Any model type starting with resnet (e.g. resnet50) or containing tensorflow also routes to classification.

Video Classification:

  • "videomae" - VideoMAE
  • "vivit" - ViViT
  • "timesformer" - TimeSformer

Optical Flow:

  • "raft" - RAFT optical flow

Pose Estimation:

  • "yolov8pose", "yolov8-pose" - YOLOv8 pose (single-stage, returns bbox + keypoints)
  • "yolo11pose", "yolo11-pose" - YOLO11 pose
  • "yolo26pose", "yolo26-pose" - YOLO26 pose
  • "yolov5pose", "yolov5-pose" - YOLOv5 pose
  • "rfdetrpose", "rfdetr-pose", "rfdetrkeypoint", "rfdetr-keypoint", "rfdetrkpt", "rfdetr-kpt" - RF-DETR keypoint pose (single-stage, returns bbox + 17 coco keypoints with visibility and per-keypoint covariance)
  • "vitpose" - ViTPose (top-down, heatmap-based)
  • "ecpose" - EdgeCrafter pose estimation (any string starting with ecpose, or edgecrafter and containing pose)

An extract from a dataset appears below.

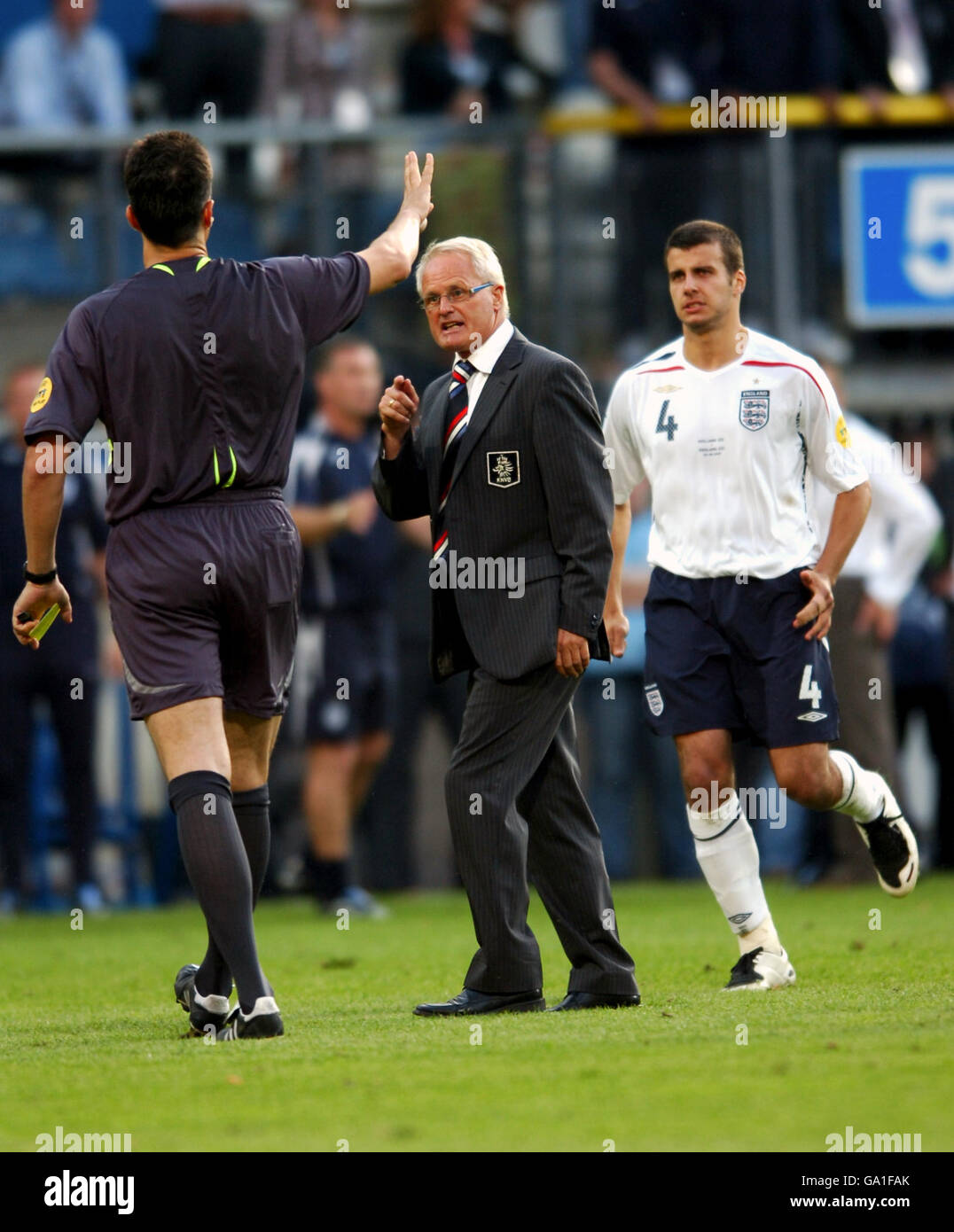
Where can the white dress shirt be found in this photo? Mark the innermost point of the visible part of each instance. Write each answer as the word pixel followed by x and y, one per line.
pixel 483 359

RF-DETR keypoint models output per-keypoint visibility and 2×2 pixel covariance (decoded from Cholesky L via the ONNX log_l11, l21, log_l22 channels). Keypoints are filtered by an uncertainty-weighted score fusion that discounts high-covariance predictions.

Depth Estimation:

  • "depth_anything_v2", "depth-anything-v2" - Depth Anything V2

Open-Vocabulary Detection:

  • "owlv2" - OWLv2 open-vocabulary detection
  • "owlvit" - OWL-ViT compatible open-vocabulary detection
  • "groundingdino" - Grounding DINO text-conditioned detection

Open-vocabulary models use text prompts supplied at runtime through TaskConfig::text_prompts. Tokenizer assets can be passed either as file paths (tokenizer_vocab_path, tokenizer_merges_path) or preloaded text blobs (tokenizer_vocab_json, tokenizer_merges_text).

The expected ONNX contract is:

  • Inputs: pixel_values, input_ids, attention_mask
  • Outputs: logits, pred_boxes, and optional objectness_logits

Results are returned as OpenVocabDetection entries containing bbox, score, prompt_index, and resolved label.

For export details, see export/open_vocab_detection/OWLv2.md.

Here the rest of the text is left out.